In 2019, Helsinki was involved in the Big Buyers network, which operates under ICLEI and features three groups developing an emission-free worksite, electric machinery and construction following the principles of circular economy. Furthermore, Helsinki has continued as an active member of the Procura+ network, among others. The food delivery service entity, for which the Service Centre held a bidding competition in 2018, received international visibility as an example of the European Commission’s good practices for green public procurements.
Helsinki has been a Fairtrade city for six years. In 2019, the Service Centre consumed 1,120 kg of Fairtrade certified coffee, while Palmia Oy consumed 9,730 kg. Both operators consumed 3,910 kg of Fairtrade certified bananas. Other Fairtrade products consumed included tea, tofu, honey and cane sugar.

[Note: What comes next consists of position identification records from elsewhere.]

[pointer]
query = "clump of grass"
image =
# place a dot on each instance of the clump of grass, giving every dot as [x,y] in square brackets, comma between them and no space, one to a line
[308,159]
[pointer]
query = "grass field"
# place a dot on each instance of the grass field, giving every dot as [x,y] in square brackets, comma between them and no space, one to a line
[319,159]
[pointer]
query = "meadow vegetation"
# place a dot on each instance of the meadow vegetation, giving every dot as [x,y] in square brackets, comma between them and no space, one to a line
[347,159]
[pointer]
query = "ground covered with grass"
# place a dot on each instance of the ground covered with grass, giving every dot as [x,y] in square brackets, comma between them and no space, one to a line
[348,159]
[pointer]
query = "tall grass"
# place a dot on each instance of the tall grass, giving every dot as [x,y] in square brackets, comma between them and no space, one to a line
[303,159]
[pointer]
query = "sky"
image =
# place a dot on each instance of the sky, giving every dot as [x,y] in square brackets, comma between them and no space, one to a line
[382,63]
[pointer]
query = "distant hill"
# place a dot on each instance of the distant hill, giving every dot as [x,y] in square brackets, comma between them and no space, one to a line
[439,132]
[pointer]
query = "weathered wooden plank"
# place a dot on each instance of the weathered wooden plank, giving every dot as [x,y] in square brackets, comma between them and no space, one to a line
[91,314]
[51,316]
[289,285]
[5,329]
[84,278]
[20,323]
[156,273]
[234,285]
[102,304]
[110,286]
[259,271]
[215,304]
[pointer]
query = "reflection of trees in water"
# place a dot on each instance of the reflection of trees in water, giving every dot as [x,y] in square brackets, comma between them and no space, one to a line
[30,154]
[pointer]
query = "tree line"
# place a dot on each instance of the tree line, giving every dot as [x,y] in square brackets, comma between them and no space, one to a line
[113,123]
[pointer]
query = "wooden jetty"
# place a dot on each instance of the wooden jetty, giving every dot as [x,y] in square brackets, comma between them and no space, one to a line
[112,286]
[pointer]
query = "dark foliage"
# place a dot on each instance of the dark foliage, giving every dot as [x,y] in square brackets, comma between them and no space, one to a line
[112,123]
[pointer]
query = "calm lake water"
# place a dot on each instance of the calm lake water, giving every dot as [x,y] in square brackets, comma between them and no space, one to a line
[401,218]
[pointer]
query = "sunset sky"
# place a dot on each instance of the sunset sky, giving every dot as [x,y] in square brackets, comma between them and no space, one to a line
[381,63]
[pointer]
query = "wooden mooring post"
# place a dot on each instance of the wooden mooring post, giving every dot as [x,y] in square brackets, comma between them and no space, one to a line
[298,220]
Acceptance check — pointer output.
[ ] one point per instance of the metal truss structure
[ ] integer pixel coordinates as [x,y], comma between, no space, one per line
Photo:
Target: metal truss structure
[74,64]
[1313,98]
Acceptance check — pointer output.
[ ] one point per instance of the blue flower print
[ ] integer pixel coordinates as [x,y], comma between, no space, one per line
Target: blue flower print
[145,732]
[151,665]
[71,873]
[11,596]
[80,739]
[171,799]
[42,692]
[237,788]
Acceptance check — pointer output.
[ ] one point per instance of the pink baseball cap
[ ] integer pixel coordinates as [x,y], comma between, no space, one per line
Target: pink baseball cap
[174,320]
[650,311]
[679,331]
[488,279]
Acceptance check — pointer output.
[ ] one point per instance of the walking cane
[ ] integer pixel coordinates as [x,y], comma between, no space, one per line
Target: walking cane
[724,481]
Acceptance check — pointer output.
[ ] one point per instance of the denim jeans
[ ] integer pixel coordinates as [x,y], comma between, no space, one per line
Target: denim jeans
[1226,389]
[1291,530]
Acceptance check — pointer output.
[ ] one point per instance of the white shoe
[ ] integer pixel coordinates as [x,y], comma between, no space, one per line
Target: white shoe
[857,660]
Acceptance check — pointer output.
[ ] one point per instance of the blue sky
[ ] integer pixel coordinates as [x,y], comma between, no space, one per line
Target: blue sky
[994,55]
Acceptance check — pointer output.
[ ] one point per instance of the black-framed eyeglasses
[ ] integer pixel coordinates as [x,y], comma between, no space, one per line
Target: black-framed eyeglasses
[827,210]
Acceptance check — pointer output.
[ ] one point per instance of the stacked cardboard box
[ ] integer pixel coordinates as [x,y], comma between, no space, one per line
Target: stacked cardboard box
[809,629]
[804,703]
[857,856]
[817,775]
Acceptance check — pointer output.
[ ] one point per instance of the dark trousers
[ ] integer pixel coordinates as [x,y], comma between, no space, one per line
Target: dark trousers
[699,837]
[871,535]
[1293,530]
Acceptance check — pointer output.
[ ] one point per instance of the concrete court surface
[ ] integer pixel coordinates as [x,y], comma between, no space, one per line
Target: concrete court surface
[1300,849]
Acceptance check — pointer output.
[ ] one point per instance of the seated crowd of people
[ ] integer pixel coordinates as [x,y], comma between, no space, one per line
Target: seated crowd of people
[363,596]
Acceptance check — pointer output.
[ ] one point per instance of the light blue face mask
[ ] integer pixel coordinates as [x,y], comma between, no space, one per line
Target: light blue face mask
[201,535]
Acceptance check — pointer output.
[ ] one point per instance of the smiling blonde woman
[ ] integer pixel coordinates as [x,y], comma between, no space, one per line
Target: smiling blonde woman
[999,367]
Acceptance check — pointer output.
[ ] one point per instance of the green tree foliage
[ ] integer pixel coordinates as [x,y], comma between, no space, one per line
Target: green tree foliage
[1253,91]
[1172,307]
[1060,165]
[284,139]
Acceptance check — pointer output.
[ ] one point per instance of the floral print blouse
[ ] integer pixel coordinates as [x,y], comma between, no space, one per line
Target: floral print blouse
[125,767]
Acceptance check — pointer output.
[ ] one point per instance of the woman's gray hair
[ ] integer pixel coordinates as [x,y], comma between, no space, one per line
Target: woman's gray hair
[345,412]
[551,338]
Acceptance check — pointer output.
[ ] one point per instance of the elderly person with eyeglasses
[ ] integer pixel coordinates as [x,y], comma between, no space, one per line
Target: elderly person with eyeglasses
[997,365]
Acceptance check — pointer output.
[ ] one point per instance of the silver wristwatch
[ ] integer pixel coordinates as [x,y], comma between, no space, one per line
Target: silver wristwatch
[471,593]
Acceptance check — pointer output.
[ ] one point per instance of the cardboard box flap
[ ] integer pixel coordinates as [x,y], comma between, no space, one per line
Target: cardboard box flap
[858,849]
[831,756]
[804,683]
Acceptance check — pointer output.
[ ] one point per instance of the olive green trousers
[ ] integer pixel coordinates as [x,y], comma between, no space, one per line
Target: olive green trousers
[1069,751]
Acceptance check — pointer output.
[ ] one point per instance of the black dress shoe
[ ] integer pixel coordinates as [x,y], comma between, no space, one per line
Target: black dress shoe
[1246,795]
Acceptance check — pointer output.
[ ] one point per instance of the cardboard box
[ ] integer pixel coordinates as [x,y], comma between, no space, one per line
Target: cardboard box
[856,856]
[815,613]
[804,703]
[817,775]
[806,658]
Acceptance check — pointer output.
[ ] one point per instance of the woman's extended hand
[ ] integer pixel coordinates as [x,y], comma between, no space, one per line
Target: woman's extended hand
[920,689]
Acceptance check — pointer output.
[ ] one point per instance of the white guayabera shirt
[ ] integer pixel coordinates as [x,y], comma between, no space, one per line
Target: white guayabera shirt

The City is involved in the UUMA3 new land construction project, which promotes aspects such as emission calculation instructions and implementation in infrastructure construction, as well as developing the service chains for recycled materials, such as the recycled binders used in deep stabilisation, and testing them in real-life conditions. In Helsinki and its coastal areas, deep stabilisation plays a significant role when building on clay soil, and greenhouse gas emissions from its cement and lime-based binders have been observed to be very high. The test pillar stabilisation to take place on the clay soil of the Kuninkaantammi area construction project in the spring of 2020 is an important part of this whole. The mass stabilisation of the Konala scenic embankment carried out in the winter of 2019 produced experience with using the emission criteria when procuring binders. The goal is that in the future, the greenhouse gas emissions from deep stabilisation binders will only be a fraction of those from the lime cement that is currently in common use. The goal is also for the percentage of recycled materials to be significantly higher in the future than in, for example, a lime cement mixture, in which the percentage of recycled materials is 0–25%, depending on the mixture ratio and cement quality. Currently, there are binders in which the percentage of recycled materials is almost 100% in the productisation phase.
Eyes on the future:
More goals for responsible procurements than before have been prepared in the City’s environmental policy, which is currently being updated. The goal is to improve the effectiveness of procurements and the assessment thereof, as well as develop the monitoring of the realisation of the criteria used.
Work to update the City of Helsinki’s procurement strategy will start in 2020. The strategy will be updated in co-operation with the strategy work department for Finland’s national public procurements.
The categorisation of procurements, using uniform criteria and developing monitoring during agreement periods are central themes in developing procurements. In the future, in addition to the Carbon-neutral Helsinki 2035 action plan, the development of sustainable procurements will be guided by a circular and sharing economy roadmap, which will emphasise procurements that are resource-wise and sensible in terms of their lifecycle impacts. When making procurements with significant environmental effects, the goal will be to take their carbon footprint into consideration in the future, yet without forgetting their other environmental impacts. Know-how will also be developed through projects.